The environment ministers from all 16 German regional states unanimously called on Friday for a temporary order to close seven nuclear power plants to be made permanent.

The federal government, which ordered a three-month shutdown of the seven oldest nuclear reactors in mid-March pending a safety probe after the Japanese atomic emergency at Fukushima, is to decide on their fate in June.

"The regions call on the federal government, in light of the reports from the reactor safety and ethic commissions, to enact legislation so that those nuclear reactors affected by the temporary moratorium can be permanently and legally removed from the grid," Sachsen-Anhalt environment minister Onko Aeikens said.

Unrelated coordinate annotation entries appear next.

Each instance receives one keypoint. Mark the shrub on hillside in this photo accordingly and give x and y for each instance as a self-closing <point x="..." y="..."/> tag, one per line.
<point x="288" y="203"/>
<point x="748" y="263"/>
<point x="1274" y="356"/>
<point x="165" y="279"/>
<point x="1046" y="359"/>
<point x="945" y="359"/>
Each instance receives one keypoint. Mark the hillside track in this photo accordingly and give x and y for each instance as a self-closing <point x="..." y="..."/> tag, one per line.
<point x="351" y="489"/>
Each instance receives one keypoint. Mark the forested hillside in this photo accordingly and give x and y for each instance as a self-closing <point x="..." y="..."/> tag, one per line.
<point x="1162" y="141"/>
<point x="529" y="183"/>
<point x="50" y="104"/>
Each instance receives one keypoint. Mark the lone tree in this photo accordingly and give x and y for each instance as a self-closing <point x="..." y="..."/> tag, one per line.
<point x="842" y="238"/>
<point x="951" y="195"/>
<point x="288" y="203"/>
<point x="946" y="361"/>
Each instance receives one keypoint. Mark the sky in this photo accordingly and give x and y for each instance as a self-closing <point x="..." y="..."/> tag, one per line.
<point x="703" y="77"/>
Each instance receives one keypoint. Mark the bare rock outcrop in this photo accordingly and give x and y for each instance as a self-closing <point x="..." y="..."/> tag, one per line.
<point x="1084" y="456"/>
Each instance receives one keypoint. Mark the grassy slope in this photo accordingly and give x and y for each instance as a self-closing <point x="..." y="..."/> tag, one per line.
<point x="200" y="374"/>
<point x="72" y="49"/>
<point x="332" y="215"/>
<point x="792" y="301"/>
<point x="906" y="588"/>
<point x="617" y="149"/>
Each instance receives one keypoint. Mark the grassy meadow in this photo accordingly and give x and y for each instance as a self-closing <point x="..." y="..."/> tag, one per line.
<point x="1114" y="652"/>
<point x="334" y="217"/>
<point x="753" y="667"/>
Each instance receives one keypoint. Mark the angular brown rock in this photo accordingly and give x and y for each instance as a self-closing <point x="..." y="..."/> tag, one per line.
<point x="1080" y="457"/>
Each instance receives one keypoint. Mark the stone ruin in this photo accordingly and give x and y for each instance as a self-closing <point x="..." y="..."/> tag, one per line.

Germans have long been uneasy about nuclear safety and Chancellor Angela Merkel called for a rethink of her government's energy policy after the Japanese earthquake, vowing to close all nuclear plants as soon as possible.

She wants to build new conventional power plants and speed up development of renewable energy sources, such as wind power, instead.

The federal government will make its plans known by mid-June after reviewing reports it commissioned from the reactor safety agency and from a commission on ethics, specially set up for the purpose.

Germany has a total of 17 nuclear reactors but eight are off the grid.

In addition to the seven oldest closed by the government, the Kruemmel plant, in northern Germany, has been mothballed for years because of technical problems.

The state ministers, including both Merkel loyalists and opposition supporters, also urged Berlin to propose "an ambitious and realistic plan" for renouncing nuclear power altogether but they did not suggest a date.

Merkel recently suggested that 2022 was "a good time" for Germany to end nuclear power, backing a proposal by the Bavarian wing of her party.